Nous savons tous par expérience combien l’amitié éclaire notre vie. Elle est la forme accomplie et harmonieuse de la relation. Isolé, notre être périt car, dans sa nature même, son existence s’inscrit dans un tissu de relations. Exposé à des effets de domination et de violence, il est atteint dans son existence et dans son développement. La vie humaine dépend des relations dans lesquelles elle se meut. Là où la qualité et la diversité des relations est médiocre, l’être humain souffre et végète. Là où s’exerce une dynamique relationnelle porteuse d’harmonie, la vie humaine prospère et fleurit. C’est dire l’importance de l’expérience sociale. C’est dire l’effet bienfaisant de l’amitié. Et là où nous pouvons percevoir une joie qui apparaît, une plénitude qui s’esquisse, nous ressentons quelque part la présence d’une transcendance.
Dieu présent dans l’expérience sociale.
Avec Jürgen Moltmann, nous pouvons reconnaître la présence de Dieu dans l’expérience sociale.

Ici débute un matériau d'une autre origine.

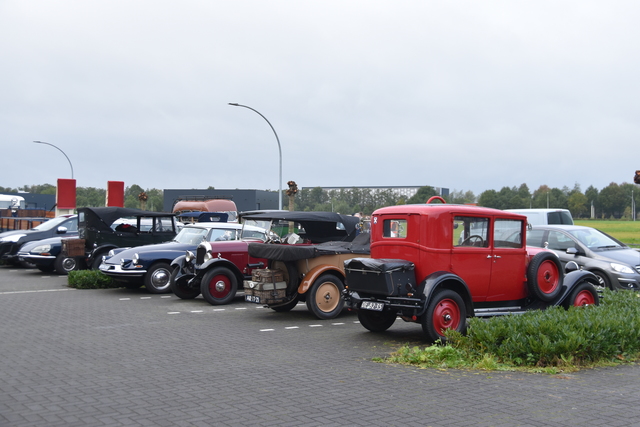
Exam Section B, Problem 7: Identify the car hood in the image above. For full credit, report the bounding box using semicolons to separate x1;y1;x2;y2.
104;241;196;264
591;248;640;267
0;229;78;243
20;235;65;252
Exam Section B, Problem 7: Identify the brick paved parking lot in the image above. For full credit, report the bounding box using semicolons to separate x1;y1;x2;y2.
0;267;640;427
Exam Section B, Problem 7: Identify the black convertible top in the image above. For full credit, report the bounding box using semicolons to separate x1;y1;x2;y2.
242;211;360;243
249;233;371;261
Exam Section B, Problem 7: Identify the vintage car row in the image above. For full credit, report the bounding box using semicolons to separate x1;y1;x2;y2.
99;218;266;293
171;211;368;318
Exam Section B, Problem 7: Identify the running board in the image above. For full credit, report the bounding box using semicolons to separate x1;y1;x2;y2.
473;307;527;317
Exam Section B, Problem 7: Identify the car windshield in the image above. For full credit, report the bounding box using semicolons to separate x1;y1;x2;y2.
33;216;69;231
569;228;626;250
173;227;209;245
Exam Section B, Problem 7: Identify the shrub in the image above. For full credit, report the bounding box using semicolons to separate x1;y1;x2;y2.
388;290;640;369
68;270;121;289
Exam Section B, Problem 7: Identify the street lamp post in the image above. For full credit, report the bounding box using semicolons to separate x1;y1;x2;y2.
229;102;282;209
33;141;73;179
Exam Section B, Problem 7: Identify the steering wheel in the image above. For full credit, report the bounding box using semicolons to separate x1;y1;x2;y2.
460;234;484;246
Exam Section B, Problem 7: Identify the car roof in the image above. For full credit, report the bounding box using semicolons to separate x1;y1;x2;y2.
184;222;242;230
531;224;600;231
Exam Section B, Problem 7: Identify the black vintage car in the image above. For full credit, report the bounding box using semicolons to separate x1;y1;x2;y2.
73;207;179;269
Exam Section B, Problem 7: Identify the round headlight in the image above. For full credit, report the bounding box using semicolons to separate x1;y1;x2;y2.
31;245;51;254
611;262;633;274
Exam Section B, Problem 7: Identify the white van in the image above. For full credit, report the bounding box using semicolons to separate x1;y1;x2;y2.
505;209;573;225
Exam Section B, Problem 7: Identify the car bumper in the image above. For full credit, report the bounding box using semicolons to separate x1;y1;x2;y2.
17;252;56;266
98;263;147;279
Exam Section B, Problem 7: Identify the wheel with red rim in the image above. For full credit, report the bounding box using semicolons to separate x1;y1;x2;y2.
564;282;600;308
200;267;238;305
527;252;564;302
421;289;467;342
307;274;344;319
169;267;200;299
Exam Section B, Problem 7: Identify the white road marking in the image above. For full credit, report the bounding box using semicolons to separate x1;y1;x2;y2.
0;289;77;295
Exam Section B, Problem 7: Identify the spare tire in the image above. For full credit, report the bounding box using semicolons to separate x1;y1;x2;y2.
527;252;564;302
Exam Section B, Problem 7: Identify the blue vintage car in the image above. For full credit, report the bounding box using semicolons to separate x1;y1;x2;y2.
18;232;84;274
99;222;264;294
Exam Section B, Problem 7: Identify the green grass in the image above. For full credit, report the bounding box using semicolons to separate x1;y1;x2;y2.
574;219;640;245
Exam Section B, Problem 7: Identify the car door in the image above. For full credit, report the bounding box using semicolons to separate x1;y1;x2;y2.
487;218;526;301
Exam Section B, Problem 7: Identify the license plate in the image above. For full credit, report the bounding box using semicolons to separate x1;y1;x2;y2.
360;301;384;311
244;295;260;304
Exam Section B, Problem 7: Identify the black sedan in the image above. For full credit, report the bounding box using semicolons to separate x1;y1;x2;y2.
527;225;640;290
18;233;84;274
0;215;78;265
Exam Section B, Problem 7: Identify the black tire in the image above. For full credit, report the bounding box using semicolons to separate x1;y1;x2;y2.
200;267;238;305
527;252;564;302
53;254;79;276
592;270;612;289
144;262;171;294
36;265;55;273
169;267;200;299
358;310;398;332
307;274;344;320
269;294;300;313
421;289;467;343
562;281;600;308
91;252;106;270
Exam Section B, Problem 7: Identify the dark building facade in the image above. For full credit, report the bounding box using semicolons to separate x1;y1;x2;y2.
162;189;278;212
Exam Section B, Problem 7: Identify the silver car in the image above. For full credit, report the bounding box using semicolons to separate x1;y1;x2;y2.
527;225;640;290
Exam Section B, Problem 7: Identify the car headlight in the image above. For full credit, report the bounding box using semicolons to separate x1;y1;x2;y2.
0;234;26;243
31;245;51;254
611;262;634;274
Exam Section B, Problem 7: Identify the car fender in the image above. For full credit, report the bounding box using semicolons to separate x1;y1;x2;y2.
196;258;244;287
553;270;600;305
298;264;344;295
418;271;474;317
87;244;118;264
171;255;187;268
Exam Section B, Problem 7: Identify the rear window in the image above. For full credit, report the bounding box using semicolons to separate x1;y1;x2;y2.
547;211;573;225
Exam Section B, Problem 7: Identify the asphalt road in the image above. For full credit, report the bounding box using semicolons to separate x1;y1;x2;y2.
0;267;640;427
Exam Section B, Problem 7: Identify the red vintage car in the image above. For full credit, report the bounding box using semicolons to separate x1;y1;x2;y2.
344;199;599;341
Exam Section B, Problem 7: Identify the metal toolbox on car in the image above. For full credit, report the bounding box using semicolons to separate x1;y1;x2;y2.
344;258;416;296
251;268;284;283
61;239;85;257
244;275;287;304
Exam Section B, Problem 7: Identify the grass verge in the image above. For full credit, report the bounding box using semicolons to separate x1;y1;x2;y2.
375;291;640;374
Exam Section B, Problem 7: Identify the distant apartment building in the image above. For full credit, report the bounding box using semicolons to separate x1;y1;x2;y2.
313;185;449;199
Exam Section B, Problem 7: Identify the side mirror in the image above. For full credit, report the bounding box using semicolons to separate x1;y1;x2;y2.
564;261;580;273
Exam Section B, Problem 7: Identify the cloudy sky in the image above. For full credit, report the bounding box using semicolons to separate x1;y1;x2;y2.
0;0;640;195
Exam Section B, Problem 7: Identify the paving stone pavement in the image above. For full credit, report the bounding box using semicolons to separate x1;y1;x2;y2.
0;267;640;427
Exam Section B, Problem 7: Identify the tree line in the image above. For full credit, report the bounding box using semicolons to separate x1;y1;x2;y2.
0;182;636;219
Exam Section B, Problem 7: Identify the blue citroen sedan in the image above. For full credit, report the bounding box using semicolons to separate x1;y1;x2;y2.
99;222;264;294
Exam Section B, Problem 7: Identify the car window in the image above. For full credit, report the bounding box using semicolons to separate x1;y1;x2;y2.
547;230;576;251
62;218;78;231
453;216;489;248
527;230;545;248
493;218;522;248
382;219;407;239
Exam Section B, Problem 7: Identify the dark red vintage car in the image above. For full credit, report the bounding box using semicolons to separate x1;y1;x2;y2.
344;199;599;341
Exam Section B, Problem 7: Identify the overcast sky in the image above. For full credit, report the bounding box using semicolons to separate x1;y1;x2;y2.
0;0;640;195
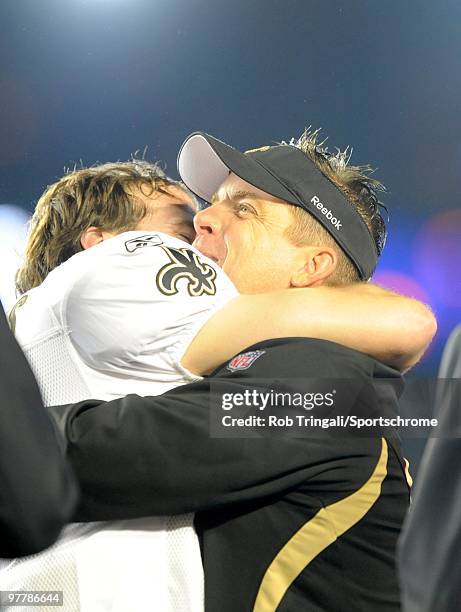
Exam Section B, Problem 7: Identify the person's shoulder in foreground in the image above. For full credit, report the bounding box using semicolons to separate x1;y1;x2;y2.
51;338;409;611
0;306;77;557
399;325;461;612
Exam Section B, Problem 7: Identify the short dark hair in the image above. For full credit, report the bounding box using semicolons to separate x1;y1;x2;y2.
281;128;387;285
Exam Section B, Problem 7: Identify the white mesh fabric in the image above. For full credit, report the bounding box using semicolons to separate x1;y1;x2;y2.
166;514;204;612
24;331;91;406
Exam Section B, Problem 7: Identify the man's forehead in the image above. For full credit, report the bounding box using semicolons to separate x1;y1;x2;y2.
211;173;283;204
131;185;197;212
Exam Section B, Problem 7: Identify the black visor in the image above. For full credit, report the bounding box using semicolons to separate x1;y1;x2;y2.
178;132;378;280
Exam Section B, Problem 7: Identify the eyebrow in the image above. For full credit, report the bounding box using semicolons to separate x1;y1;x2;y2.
210;189;260;204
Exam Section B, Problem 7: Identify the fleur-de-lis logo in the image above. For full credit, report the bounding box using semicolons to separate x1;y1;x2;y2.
125;234;163;253
156;246;216;297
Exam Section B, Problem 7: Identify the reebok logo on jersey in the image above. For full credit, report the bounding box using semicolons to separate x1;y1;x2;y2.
156;246;216;297
125;234;163;253
311;196;343;230
227;351;266;372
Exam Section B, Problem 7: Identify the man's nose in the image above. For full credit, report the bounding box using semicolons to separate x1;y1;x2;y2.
194;206;220;237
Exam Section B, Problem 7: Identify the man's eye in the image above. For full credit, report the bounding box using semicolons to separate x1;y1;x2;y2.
178;234;194;244
237;204;254;215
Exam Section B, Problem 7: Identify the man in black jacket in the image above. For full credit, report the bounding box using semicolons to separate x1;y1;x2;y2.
45;134;428;612
0;305;77;557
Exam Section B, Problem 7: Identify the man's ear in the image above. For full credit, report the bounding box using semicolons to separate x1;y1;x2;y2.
80;226;113;250
291;246;338;287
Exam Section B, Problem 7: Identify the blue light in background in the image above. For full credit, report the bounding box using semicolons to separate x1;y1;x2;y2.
0;204;29;310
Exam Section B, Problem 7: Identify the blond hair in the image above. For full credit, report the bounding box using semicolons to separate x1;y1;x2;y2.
16;159;178;293
281;128;386;285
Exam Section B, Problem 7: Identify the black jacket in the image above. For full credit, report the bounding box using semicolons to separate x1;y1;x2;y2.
52;338;409;612
0;304;77;557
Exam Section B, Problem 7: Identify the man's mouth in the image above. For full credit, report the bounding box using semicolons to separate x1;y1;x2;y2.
193;236;225;267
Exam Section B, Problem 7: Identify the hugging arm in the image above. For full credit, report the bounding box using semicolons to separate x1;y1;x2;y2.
182;283;437;375
0;304;76;557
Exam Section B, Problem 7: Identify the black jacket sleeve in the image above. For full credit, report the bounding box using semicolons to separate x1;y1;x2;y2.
46;339;398;520
0;304;77;557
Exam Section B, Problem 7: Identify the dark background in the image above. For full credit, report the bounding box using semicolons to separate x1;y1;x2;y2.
0;0;461;390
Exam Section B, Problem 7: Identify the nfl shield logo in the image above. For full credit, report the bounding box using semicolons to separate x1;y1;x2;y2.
227;351;266;372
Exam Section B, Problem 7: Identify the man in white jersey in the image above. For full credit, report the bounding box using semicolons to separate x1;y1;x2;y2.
5;135;434;610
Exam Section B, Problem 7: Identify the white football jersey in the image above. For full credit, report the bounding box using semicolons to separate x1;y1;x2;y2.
0;231;237;612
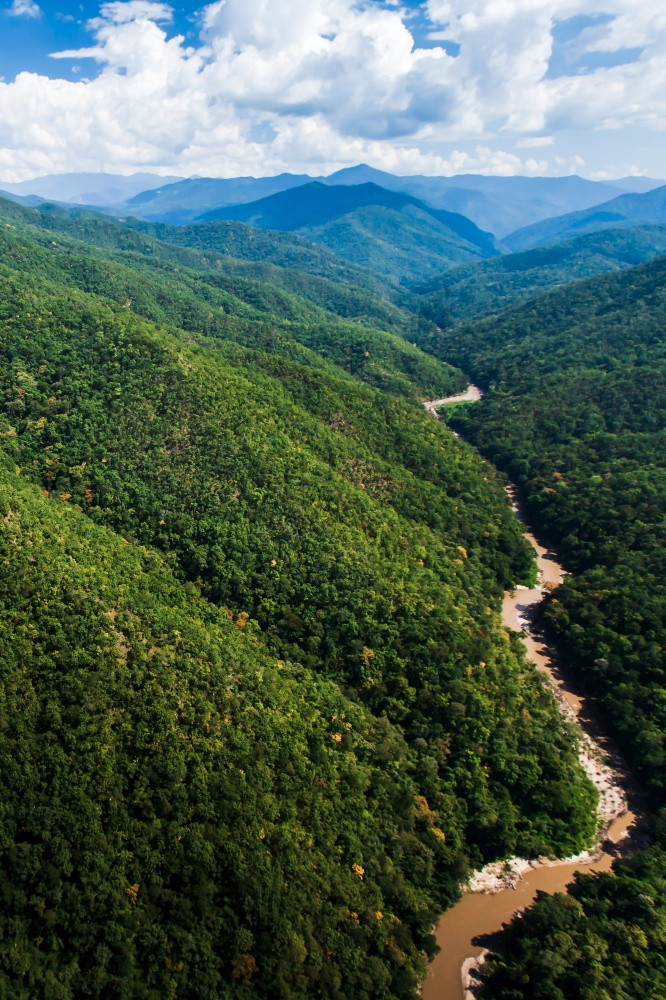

Certes, en fonction d’une culture héritée d’une histoire théologique, nous pouvons être incités à polariser notre conscience de la présence de Dieu dans un regard principalement tourné vers l’expérience intérieure. Moltmann élargit cet horizon. « Toute expérience qui nous advient et que nous faisons peut avoir une face intérieure transcendante. L’expérience de l’Esprit de Dieu n’est pas limitée à l’expérience de soi du sujet humain. Elle est un élément constitutif dans l’expérience du Tu, dans l’expérience communautaire et dans l’expérience de la nature » (p.59). Moltmann nous apprend à découvrir l’amour de Dieu dans l’amour entre les hommes et, dans l’amour de Dieu, l’amour entre les hommes » (p.334).
Une amitié ouverte.
Ainsi, il nous fait entrer dans l’univers d’une « amitié ouverte » en déclinant les différents aspects de cette amitié.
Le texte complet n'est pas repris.